What health systems can learn from the Southwest meltdown
What health systems can learn from the Southwest meltdown
When winter storm Elliott wreaked havoc on holiday travel, Southwest Airlines was forced to cancel over half its flights between December 21st and 29th. Their point-to-point operating model was less agile than the hub-and-spoke models other major airlines employ, and as a result, their rough operational recovery led to monumental customer and employee dissatisfaction.
Unlike Southwest’s point-to-point model, a hub-and-spoke model concentrates employees and equipment in hub locations and this built-in redundancy can accelerate system-wide recovery. Southwest’s point-to-point operations and dated technology platform contributed to its inability to reconfigure flight schedules and crews, only compounding its logistical challenges.
The same is true in the realm of healthcare transportation (hub-and-spoke model) and medical couriers (predominantly in the point-to-point model). Supported by big data, predictive analytics and enhanced communications, the complex systems of healthcare transportation (as compared to medical couriers) create efficiencies that offer benefits to healthcare providers.
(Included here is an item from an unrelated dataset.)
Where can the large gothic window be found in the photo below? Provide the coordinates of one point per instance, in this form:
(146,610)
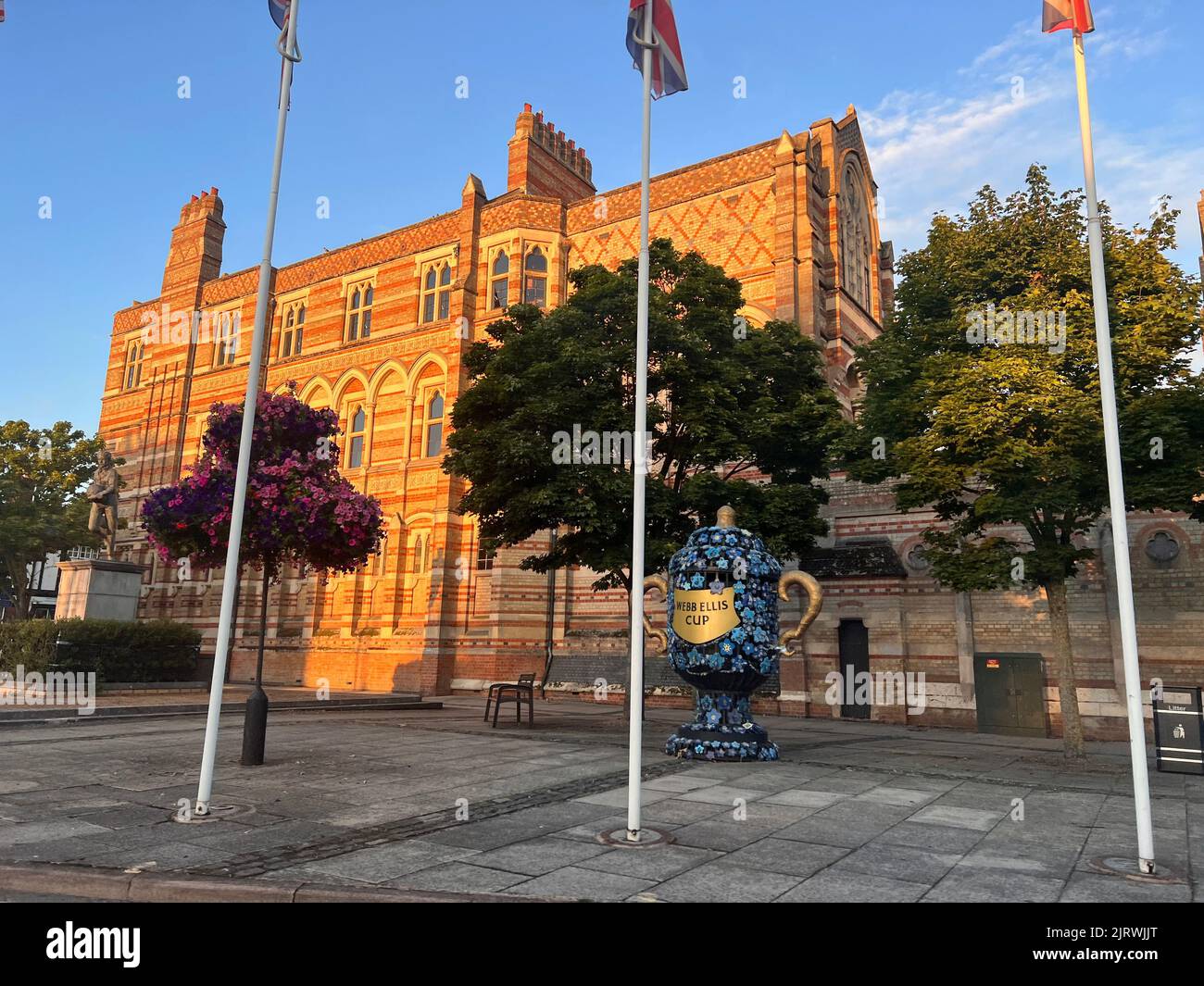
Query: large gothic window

In this article that I wrote with David Johnson of 4sight Health we look at a survey done by American Nurse on how medical courier errors are a source of significant operational disruption and distress for nurses. These kinds of delivery failures exemplify the detrimental impact that accruing minor failures can have on operational efficiency and employee morale.
As illustrated by Southwest, in a point-to-point model, small failures can intensify within complex systems, and minor glitches can become tipping points that trigger operational breakdowns. At a time when healthcare is wrestling with major logistical and financial challenges related to clinical staffing, providers need to do all they can to ease the burden that the current system imposes on nurses and other frontline caregivers by ensuring their healthcare transportation/courier supports their ability to deliver good healthcare.